Дмитрий заметил, что на полу перед ним пляшет и кривляется длинная тень. Он метнулся в сторону, к стене, но луч мощного электрического фонаря снова нащупал его почти в ту же секунду. Свернуть было некуда, а топот за спиной приближался.
Молнией пронеслась спасительная мысль: а может, они и впрямь заблудились? Нет, к черту, он не станет рисковать! В конце концов, у него есть пистолет — несерьезный пневматический пугач, зато с виду — точная копия «вальтера», стоящего на вооружении немецкой полиции. Этот грозный вид в сочетании с парой подходящих к случаю слов остудит пыл преследователей, заставит их отступить.

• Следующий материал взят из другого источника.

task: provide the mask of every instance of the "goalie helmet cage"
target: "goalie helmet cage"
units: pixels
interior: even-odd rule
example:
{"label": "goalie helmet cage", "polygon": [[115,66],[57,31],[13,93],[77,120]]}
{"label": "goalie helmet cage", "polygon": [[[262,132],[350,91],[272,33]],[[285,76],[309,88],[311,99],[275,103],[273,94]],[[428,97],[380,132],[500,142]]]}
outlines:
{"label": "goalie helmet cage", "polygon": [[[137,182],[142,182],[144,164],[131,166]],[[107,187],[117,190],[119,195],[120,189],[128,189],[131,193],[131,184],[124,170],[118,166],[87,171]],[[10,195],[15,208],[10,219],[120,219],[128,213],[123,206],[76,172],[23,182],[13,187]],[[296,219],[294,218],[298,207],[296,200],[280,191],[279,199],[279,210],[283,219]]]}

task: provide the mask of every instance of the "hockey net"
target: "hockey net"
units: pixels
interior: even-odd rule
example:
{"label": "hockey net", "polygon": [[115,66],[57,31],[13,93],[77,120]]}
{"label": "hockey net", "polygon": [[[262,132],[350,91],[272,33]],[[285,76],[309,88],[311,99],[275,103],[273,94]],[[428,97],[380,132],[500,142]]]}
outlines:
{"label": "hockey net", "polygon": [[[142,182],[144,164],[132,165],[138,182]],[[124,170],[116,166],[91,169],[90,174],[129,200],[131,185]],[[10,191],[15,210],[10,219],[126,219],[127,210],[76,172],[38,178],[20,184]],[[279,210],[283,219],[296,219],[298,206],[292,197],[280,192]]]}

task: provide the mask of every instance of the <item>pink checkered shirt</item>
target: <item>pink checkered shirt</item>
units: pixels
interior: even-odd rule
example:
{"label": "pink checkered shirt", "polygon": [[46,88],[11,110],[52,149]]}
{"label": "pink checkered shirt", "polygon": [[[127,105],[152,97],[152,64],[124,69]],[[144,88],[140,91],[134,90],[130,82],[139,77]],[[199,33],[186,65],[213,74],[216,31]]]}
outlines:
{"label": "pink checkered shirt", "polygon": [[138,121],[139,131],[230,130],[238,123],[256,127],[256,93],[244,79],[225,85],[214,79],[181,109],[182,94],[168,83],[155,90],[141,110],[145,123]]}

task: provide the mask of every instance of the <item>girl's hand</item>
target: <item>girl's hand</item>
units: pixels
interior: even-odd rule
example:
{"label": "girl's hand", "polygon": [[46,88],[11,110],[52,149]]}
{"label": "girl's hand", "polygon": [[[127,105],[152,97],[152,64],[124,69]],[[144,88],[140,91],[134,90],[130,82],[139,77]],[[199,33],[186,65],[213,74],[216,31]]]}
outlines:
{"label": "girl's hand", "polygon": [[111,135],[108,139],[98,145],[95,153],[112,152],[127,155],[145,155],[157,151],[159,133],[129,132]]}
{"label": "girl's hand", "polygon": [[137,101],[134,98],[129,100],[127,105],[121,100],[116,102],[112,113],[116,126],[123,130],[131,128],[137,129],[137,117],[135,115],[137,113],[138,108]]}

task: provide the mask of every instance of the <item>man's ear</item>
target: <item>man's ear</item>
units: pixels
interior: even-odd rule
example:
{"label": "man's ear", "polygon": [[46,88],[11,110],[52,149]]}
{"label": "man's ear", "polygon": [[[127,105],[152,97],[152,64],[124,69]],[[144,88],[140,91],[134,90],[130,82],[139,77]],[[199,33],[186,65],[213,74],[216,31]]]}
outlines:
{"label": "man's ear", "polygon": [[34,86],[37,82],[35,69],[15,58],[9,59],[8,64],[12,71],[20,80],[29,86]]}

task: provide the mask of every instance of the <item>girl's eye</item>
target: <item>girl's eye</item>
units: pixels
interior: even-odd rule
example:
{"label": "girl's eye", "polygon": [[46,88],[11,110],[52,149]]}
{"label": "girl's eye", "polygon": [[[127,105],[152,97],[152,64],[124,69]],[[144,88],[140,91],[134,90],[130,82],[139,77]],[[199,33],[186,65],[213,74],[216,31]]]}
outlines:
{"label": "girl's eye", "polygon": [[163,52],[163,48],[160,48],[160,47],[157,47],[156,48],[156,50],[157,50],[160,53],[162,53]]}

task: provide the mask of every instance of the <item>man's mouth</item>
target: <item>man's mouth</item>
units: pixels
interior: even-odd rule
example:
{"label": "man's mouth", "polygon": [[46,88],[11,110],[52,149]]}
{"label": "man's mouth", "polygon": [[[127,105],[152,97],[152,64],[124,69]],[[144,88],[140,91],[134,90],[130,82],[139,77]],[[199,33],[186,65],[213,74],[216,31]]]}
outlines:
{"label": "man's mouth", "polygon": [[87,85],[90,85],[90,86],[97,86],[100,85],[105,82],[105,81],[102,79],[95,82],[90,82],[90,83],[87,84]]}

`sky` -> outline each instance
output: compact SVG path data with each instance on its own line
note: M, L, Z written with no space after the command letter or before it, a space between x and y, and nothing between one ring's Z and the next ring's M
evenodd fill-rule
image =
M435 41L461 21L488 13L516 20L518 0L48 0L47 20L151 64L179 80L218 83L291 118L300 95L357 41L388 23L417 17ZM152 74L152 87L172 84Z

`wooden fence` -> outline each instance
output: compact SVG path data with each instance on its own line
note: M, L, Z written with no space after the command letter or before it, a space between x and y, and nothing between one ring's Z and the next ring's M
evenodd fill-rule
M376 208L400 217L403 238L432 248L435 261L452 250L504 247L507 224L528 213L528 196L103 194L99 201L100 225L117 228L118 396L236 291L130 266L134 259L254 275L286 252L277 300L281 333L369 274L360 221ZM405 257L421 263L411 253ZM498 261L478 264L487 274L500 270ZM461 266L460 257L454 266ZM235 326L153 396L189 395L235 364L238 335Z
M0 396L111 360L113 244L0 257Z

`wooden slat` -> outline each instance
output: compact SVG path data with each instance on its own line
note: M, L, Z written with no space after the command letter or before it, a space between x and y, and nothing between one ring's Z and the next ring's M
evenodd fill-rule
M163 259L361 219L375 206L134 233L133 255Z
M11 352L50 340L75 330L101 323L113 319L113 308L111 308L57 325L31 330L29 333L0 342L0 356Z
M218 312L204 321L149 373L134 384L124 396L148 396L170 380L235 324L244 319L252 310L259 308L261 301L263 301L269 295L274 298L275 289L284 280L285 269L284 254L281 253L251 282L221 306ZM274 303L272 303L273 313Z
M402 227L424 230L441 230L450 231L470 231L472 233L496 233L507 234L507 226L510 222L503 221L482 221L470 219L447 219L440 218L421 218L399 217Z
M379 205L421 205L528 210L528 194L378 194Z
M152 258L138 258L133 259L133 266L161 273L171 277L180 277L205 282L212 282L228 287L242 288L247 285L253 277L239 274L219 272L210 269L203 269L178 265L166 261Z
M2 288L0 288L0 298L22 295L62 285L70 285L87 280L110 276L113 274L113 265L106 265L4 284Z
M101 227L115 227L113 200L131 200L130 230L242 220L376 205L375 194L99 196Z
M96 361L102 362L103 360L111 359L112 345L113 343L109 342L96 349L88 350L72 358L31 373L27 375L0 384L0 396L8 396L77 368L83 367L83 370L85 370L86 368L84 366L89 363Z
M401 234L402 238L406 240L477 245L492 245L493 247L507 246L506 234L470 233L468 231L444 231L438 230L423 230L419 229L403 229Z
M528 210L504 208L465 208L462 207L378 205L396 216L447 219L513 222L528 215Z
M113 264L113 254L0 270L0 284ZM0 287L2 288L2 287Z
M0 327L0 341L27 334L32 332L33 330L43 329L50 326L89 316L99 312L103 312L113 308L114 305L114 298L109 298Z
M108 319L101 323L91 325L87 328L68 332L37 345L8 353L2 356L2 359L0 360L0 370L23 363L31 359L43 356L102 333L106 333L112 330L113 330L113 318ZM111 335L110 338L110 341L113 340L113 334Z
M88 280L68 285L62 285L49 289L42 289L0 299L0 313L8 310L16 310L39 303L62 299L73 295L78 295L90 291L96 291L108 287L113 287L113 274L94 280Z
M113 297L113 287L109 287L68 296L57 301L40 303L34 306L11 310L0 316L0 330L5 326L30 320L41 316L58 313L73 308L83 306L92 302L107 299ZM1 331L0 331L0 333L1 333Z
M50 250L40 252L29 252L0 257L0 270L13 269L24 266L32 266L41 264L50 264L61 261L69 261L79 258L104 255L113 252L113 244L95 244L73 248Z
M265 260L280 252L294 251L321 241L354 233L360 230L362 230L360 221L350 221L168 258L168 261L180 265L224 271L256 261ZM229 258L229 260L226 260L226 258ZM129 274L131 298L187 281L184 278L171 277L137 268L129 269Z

А когда они прекратят эту дурацкую погоню и остановятся на приличном, безопасном расстоянии, которое укажет им Дмитрий, — что ж, тогда с ними можно будет поговорить и даже, может быть, объяснить им, как выбраться отсюда на поверхность.
Он пробежал еще метров двадцать, прежде чем сумел наконец заставить себя остановиться и повернуться к преследователям лицом. За поворотом, который он только что миновал, слышался нарастающий топот, на кирпичных стенах плясали и прыгали круги света от двух мощных фонарей, кривлялись уродливые тени.
— А ну, стоять! — страшным голосом закричал Дмитрий, когда преследователи выскочили из-за поворота, и вскинул им навстречу руку с пистолетом. Вороненый ствол блеснул в свете фонарей, и Крестовский от души пожалел, что он ненастоящий. — Не двигаться! Перестреляю, как собак!
— Злой, у него волына! — испуганно и непонятно крикнул один из преследователей и тут же, не дожидаясь ответа, нажал на спусковой крючок.
Коридор наполнился громом выстрелов и оранжевыми отсветами дульного пламени. Этот беспорядочный, панический салют означал, что поезд, мчавший Дмитрия Крестовского навстречу его судьбе, прибыл на конечную станцию, в последний раз лязгнул буферами и замер у пустого, скованного лютым морозом и погруженного в вечный непроглядный мрак перрона.
Александр Антонович Гронский, казалось, не верил собственным ушам.
— Что? — почти шепотом повторил он. — Что ты сказал?
— Он был вооружен, — глядя в угол кабинета, чтобы не встречаться взглядом с яростно прищуренными глазами Гронского, деревянным голосом сказал начальник службы безопасности Солоницын. — Все произошло неожиданно, ребятам пришлось защищаться, ну и… В общем, убит в перестрелке.
— А тайник… — произнес Гронский тоном учителя младших классов, подсказывающего первокласснику начало правильного ответа.
— Не обнаружен, — закончил Солоницын.
Это был совсем не тот ответ, который хотел услышать Александр Антонович, и Солоницын это знал.
В кабинете наступила нехорошая тишина, нарушаемая лишь размеренным тиканьем электрических часов. Начальнику службы безопасности надоело таращиться в угол, он взглянул на шефа, но тут же испуганно отвел глаза и стал наблюдать за секундной стрелкой, которая короткими скачками двигалась по круглому белому циферблату.
Гронский едва сдерживал грозившее прорваться наружу бешенство. Потом он вспомнил, как пару дней назад мысленно потешался над покойным Крестовским, который, сидя в кресле для посетителей, вот точно так же едва не заскрипел зубами от ярости: все-таки проклятый сопляк ускользнул туда, где его уже не найдешь, и смерть его не доставила Александру Антоновичу никакого удовлетворения — ни морального, ни материального.
— Так, — справившись с собой, сказал он почти нормальным голосом. — Давай зови сюда этих уродов.
Солоницын поднес ко рту рацию, которую все это время сжимал в кулаке, и отдал отрывистую команду. «Уроды», по всей видимости, ожидали решения своей участи прямо за дверью, в приемной, потому что вошли в кабинет почти сразу — встали у порога, понуро свесив головы и сложив руки на животах, как будто у обоих были расстегнуты ширинки и они стремились во что бы то ни стало скрыть этот позорный факт от начальства.
— Здравствуйте, — сердито, словно это не он, а Гронский был виноват в случившемся, буркнул Медведь.
— Добрый день, — вежливо поздоровался Злой.
— Они желают мне здравствовать, — сообщил Гронский начальнику охраны, как будто тот был иностранцем и нуждался в услугах переводчика. — Они утверждают, что этот день — добрый… Подойдите-ка поближе, герои доброго дня, — со зловещей ласковостью обратился он к охранникам. — Ближе, ближе… Стеснительные вы какие-то, даже странно. Вот так. Дайте на вас взглянуть… напоследок.